Умер доктор Ирвин Уэбб. Мы имели с ним дело два года назад субсидировали его, чтобы он смог закончить одно исследование. В итоге наше Министерство обороны получило самонастраивающийся оптический прицел, основанный на принципе магнитного поля.

— Как же, прекрасно помню.

— Уэбб умер час назад. Нам позвонили из полиции, потому что у него в бумажнике нашли наше письмо. — Лицо Сангстера омрачилось. — Обстоятельства его смерти вызывают недоумение. Медицинский эксперт утверждает, что он умер от сердечного приступа, и в то же время он испустил дух, стреляя в пустоту.

— Стреляя в пустоту? — недоверчиво переспросил Грэхем.

— В руке у него был пистолет, и он всадил две пули в стену своего кабинета

— Ну и дела!

— С точки зрения благосостояния и научного прогресса нашей страны, — продолжал Сангстер, тщательно взвешивая каждое слово, — смерть таких талантливых ученых, как Мейо и Уэбб, имеет слишком большое значение, чтобы мы могли пустить дело на самотек, тем более что присутствуют некие загадочные обстоятельства. Случай с Уэббом представляется мне более странным. И я хочу, чтоби им занялись вы. Желательно, чтобы вы лично просмотрели все документы, которе после него остались. Возможно, там окажется какая-то зацепка.

— Но для полиции я — человек со стороны.

— Офицера, который ведет это дело, уведомят, что у вас есть правительственный допуск на ознакомление со всеми бумагами Уэбба.

— Отлично, сэр. — Грэхем повесил трубку, к лицо Сангстера исчезло с экрана. — Сначала Мейо, а теперь Уэбб!

Уэбб лежал на ковре, на полпути между окном и дверью. Он покоился на спине, зрачки закатились под верхние веки. Окоченевшие пальцы правой руки все еше сжимали вороненый автоматический пистолет, заряженный разрывными сегментными пулями. На стене виднелось восемь отметин — россыпь выбоин там, где четвертинки разорвавшихся пуль вошли в цель.

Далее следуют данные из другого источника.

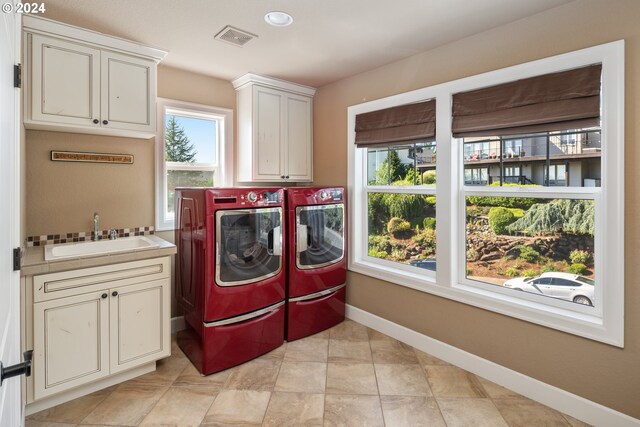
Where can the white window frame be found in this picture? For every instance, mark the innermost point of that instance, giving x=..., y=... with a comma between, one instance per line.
x=605, y=321
x=223, y=168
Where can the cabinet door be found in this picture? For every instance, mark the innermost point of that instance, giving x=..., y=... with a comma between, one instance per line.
x=66, y=82
x=127, y=89
x=299, y=148
x=268, y=134
x=140, y=324
x=71, y=342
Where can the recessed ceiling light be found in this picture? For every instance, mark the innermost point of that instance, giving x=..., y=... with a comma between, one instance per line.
x=278, y=19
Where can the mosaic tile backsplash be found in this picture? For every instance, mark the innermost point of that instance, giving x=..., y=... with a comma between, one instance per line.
x=50, y=239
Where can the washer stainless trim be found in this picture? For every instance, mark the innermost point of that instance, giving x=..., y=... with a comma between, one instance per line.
x=244, y=317
x=318, y=294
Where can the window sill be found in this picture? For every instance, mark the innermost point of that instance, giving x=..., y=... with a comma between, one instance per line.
x=577, y=322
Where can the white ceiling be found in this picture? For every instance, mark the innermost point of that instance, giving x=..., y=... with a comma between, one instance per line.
x=328, y=40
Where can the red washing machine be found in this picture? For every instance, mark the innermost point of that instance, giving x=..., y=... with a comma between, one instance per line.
x=230, y=274
x=317, y=260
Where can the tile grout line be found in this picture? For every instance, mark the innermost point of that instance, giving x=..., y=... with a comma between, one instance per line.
x=375, y=374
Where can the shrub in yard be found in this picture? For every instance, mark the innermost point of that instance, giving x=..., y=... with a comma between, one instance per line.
x=429, y=223
x=512, y=272
x=574, y=216
x=429, y=178
x=577, y=268
x=499, y=219
x=398, y=226
x=472, y=255
x=517, y=212
x=579, y=257
x=380, y=243
x=377, y=254
x=426, y=239
x=527, y=253
x=398, y=253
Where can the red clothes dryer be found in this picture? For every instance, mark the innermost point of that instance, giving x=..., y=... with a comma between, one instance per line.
x=230, y=274
x=317, y=259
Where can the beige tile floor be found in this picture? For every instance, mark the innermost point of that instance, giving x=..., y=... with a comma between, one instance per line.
x=346, y=376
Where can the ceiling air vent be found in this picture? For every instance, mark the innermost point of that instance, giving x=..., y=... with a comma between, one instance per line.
x=234, y=36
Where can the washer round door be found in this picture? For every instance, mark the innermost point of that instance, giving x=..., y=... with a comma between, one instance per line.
x=248, y=245
x=319, y=235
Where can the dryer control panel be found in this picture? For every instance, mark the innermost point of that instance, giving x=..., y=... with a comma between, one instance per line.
x=326, y=195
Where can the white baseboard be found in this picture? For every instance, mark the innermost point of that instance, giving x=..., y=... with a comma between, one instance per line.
x=63, y=397
x=177, y=324
x=554, y=397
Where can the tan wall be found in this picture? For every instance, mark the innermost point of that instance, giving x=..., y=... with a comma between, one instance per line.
x=61, y=197
x=602, y=373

— Он стрелял в какой-то предмет, находившийся вот на этой линии, — сказал лейтенант Воль, натягивая шнур от центра выбоин к точке, расположенной четырьмя-пятью футами выше лежащего тела.

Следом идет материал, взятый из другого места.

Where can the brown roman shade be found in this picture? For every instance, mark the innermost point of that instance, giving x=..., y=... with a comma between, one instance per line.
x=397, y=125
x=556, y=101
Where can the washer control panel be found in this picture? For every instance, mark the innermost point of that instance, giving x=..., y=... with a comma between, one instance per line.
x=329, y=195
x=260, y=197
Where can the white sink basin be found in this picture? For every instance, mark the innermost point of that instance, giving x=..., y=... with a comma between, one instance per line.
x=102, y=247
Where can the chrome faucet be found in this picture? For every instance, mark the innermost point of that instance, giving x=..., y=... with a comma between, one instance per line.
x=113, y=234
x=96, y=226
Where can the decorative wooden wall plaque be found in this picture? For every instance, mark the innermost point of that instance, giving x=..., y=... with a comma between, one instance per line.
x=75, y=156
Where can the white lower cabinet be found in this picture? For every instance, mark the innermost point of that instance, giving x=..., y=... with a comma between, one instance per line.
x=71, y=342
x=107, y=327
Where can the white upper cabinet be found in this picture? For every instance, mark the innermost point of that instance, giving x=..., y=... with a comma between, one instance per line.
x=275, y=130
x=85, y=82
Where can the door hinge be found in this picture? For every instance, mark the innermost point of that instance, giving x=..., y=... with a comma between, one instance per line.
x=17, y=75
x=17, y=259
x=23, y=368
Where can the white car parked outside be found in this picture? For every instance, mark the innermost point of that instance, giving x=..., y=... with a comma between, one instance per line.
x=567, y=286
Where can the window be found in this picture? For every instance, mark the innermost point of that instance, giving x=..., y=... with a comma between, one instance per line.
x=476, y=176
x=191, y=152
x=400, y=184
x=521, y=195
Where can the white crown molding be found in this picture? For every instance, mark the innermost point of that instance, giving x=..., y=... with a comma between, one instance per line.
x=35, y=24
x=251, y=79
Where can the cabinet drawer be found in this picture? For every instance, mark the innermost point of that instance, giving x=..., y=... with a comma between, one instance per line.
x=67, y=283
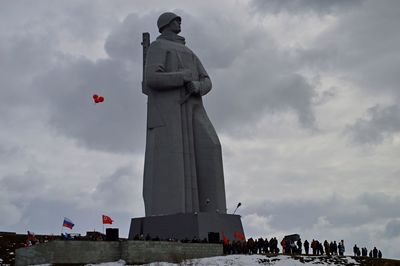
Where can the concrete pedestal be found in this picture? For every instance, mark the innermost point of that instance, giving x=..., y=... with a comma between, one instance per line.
x=189, y=225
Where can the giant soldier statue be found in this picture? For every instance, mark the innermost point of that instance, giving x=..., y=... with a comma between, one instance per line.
x=183, y=164
x=183, y=173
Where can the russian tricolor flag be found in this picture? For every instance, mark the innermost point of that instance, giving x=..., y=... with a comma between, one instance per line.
x=68, y=223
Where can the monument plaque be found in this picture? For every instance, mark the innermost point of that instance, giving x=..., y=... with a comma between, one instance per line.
x=183, y=187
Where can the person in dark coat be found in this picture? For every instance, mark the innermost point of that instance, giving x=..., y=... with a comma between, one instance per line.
x=299, y=246
x=306, y=246
x=266, y=245
x=375, y=252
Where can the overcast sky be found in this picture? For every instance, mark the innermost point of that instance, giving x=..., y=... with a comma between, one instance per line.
x=305, y=100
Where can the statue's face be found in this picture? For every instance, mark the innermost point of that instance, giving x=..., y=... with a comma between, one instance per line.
x=175, y=25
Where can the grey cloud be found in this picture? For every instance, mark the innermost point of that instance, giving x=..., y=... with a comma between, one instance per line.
x=340, y=212
x=378, y=124
x=116, y=125
x=266, y=84
x=278, y=90
x=360, y=47
x=304, y=6
x=392, y=228
x=120, y=191
x=31, y=180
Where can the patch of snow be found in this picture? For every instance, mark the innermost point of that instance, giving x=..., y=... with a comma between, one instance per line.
x=120, y=262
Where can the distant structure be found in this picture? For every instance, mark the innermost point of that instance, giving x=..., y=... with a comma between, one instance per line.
x=183, y=172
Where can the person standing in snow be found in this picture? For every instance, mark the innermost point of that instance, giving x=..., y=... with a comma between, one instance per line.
x=306, y=246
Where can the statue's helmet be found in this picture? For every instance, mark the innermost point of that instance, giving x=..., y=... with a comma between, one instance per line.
x=166, y=18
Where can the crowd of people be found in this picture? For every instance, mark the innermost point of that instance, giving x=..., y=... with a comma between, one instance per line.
x=251, y=246
x=318, y=248
x=373, y=253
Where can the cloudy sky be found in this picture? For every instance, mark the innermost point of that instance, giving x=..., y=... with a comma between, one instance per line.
x=305, y=101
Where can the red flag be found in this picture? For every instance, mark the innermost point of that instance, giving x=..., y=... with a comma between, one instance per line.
x=238, y=235
x=107, y=219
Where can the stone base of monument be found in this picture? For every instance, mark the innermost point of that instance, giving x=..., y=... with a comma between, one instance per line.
x=203, y=225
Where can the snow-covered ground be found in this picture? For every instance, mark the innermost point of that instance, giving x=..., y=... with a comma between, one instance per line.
x=250, y=260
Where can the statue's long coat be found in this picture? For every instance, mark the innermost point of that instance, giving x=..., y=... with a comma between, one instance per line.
x=183, y=170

— Похоже на то, — согласился Грехем.

— Только там ничего не было, — заявил Воль. — Когда началась пальба, по коридору проходило с полдюжины людей. Они тут же ворвались в комнату и обнаружили его лежащим на полу при последнем издыхании. Он все пытался что-то сказать, но язык его уже не слушался. Никто не мог войти в кабинет или выйти из него незамеченным. Мы допросили шестерых свидетелей — все они вне подозрений й потом, медицинский эксперт ведь сказал, что это сердечный приступ.

— Может быть, и так, — уклончиво ответил Грэхем, — а может, и нет.

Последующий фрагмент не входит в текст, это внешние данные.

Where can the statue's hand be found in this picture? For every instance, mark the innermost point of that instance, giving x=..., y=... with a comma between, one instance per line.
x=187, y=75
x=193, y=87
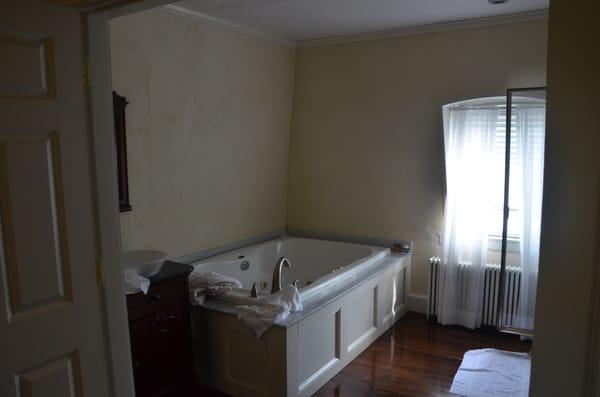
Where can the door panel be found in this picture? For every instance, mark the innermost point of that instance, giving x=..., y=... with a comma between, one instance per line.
x=51, y=328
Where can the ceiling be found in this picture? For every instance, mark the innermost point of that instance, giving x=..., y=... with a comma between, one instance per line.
x=312, y=19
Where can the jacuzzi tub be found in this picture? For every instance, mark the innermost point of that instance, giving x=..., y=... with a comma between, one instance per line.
x=351, y=294
x=318, y=266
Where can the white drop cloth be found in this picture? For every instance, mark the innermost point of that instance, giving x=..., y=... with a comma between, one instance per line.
x=493, y=373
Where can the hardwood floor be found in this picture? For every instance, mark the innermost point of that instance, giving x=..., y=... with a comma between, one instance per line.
x=412, y=359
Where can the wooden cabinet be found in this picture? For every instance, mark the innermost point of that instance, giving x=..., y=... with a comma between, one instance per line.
x=159, y=326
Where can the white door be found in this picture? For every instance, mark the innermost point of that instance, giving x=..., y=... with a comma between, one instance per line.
x=51, y=329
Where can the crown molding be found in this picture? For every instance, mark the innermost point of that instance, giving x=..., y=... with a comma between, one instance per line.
x=424, y=29
x=177, y=10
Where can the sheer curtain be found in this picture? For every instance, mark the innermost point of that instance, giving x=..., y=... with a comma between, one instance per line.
x=469, y=139
x=530, y=122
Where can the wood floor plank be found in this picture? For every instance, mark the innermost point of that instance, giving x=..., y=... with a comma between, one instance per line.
x=413, y=359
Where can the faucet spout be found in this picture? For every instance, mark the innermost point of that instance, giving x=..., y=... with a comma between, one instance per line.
x=281, y=263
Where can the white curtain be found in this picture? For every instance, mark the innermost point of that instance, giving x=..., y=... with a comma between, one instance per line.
x=469, y=139
x=530, y=123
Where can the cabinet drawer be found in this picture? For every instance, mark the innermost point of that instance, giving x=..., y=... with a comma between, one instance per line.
x=159, y=296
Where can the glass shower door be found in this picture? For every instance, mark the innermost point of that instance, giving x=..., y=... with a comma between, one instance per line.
x=523, y=187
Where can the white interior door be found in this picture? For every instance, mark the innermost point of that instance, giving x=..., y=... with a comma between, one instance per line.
x=51, y=329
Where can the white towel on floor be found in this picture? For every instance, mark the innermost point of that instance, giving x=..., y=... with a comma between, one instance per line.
x=270, y=309
x=135, y=283
x=493, y=373
x=203, y=284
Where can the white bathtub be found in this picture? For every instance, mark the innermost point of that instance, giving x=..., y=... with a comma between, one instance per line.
x=351, y=294
x=319, y=266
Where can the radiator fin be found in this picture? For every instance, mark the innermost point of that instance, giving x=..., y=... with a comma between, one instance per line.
x=491, y=286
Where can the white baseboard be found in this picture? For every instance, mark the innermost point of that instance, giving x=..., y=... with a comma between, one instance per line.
x=416, y=303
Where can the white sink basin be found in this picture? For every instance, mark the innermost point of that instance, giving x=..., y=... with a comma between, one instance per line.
x=144, y=262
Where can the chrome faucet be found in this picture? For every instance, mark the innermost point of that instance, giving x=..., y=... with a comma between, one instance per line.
x=276, y=284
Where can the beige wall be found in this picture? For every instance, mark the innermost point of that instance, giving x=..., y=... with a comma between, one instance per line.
x=569, y=254
x=366, y=146
x=208, y=131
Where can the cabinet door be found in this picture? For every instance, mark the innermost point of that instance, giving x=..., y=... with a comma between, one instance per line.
x=160, y=349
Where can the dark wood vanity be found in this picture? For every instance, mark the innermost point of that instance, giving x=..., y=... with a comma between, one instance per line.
x=159, y=326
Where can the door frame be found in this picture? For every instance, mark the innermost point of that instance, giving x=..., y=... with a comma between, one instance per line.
x=105, y=188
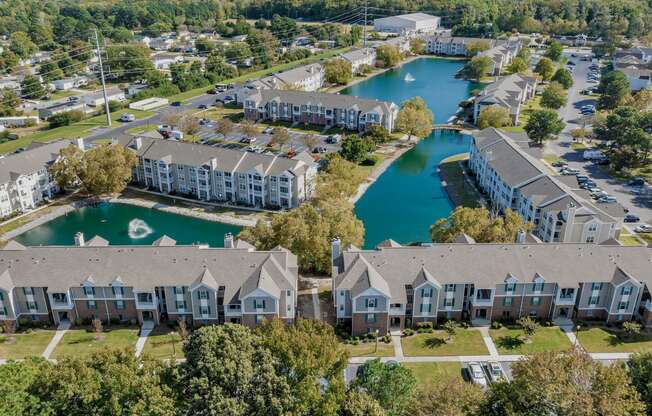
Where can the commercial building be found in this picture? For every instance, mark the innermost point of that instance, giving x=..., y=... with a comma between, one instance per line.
x=223, y=175
x=509, y=92
x=512, y=179
x=408, y=24
x=24, y=178
x=161, y=282
x=332, y=110
x=394, y=287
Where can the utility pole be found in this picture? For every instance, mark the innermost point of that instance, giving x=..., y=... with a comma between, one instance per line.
x=106, y=98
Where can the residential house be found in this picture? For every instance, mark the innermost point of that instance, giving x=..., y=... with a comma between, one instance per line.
x=394, y=287
x=223, y=175
x=332, y=110
x=513, y=179
x=509, y=92
x=157, y=283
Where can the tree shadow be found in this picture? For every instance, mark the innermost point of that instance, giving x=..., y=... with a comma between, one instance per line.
x=510, y=342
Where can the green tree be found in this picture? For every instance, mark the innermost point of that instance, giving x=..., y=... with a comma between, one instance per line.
x=388, y=56
x=338, y=71
x=415, y=118
x=477, y=67
x=32, y=88
x=614, y=88
x=478, y=224
x=543, y=125
x=494, y=116
x=554, y=51
x=554, y=96
x=545, y=68
x=518, y=65
x=392, y=385
x=564, y=77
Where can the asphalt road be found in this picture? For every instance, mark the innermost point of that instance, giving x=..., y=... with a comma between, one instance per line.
x=640, y=206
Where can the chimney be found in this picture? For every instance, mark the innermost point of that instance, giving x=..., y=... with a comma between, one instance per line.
x=79, y=239
x=228, y=240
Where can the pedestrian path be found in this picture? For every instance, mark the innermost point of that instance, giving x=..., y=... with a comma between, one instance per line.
x=145, y=330
x=58, y=335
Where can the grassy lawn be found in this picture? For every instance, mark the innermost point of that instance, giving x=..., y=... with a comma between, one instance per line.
x=81, y=342
x=466, y=342
x=21, y=345
x=509, y=340
x=368, y=349
x=164, y=343
x=427, y=373
x=608, y=340
x=458, y=189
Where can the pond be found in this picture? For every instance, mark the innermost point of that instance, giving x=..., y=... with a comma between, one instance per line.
x=123, y=224
x=407, y=198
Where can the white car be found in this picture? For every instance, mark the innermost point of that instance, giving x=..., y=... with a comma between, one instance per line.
x=476, y=374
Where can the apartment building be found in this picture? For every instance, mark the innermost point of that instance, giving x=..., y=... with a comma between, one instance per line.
x=333, y=110
x=223, y=175
x=394, y=287
x=513, y=179
x=161, y=282
x=24, y=178
x=509, y=92
x=359, y=57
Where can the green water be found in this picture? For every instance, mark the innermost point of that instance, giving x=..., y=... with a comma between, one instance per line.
x=112, y=222
x=408, y=197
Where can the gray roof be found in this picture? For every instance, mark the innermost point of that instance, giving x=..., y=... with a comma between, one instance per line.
x=59, y=268
x=30, y=161
x=486, y=265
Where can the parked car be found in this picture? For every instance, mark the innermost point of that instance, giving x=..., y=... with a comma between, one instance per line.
x=631, y=218
x=476, y=375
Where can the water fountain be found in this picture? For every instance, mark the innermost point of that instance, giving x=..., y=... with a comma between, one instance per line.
x=139, y=229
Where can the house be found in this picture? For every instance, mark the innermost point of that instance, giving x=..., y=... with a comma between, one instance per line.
x=513, y=179
x=509, y=92
x=222, y=175
x=163, y=282
x=407, y=24
x=330, y=110
x=24, y=178
x=164, y=60
x=394, y=287
x=58, y=108
x=96, y=99
x=360, y=57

Едва он произнес эти слова, как по комнате пролетел ледяной вихрь По спине у Грэхема поползли мурашки, волосы на голове зашевелились — и все прошло. Осталось внутреннее ощущение смутного беспокойства, как у кролика, который чувствует незримое присутствие затаившегося поблизости ястреба.

— И все равно, что-то тут нечисто, — не унимался Воль. — Нюхом чую, что у этого Уэбба были галлюцинации. Но я и жизни не слыхал, чтобы галлюцинации случались от сердечного приступа, поэтому даю голову на отсечение: он принял какую-то дрянь, от которой все разом и приключилось.

— Вы хотите сказать, что он был наркоманом? — с сомнением в голосе осведомился Грэхем.

— Вот именно! Держу пари: вскрытие покажет, что нюх меня не подвел.

— Дайте мне знать, если ваша догадка подтвердится, — попросил Грэхем.

Открыв стол Уэбба, он стал просматривать аккуратно подшитые папки с перепиской. Там не оказалось ничего такого, что смогло бы удовлетворить его интерес или привлечь особое внимание. Все письма без исключения были обыденными, пресными, почти нудными. Он сложил папки на место. На лице его было написано разочарование.

Закрыв стол, Грэхем обратил внимание на огромный, встроенный в стену сейф. Воль передал ему ключи.

— Они были у него в правом кармане. Я бы сам порылся в сейфе, да мне велели воздержаться до вашего прихода.

Грэхем кивнул и вставил ключ в замок. Тяжеленная дверь медленно повернулась на шарнирах, открыв внутренность шкафа. У Грэхема и Воля одновременно вырвался возглас изумления. Прямо перед ними висел большой лист бумаги, на котором торопливым почерком было нацарапано: «Постоянная бдительность — вот нереальная цена свободы. Если меня не станет, свяжитесь с Бьернсеном».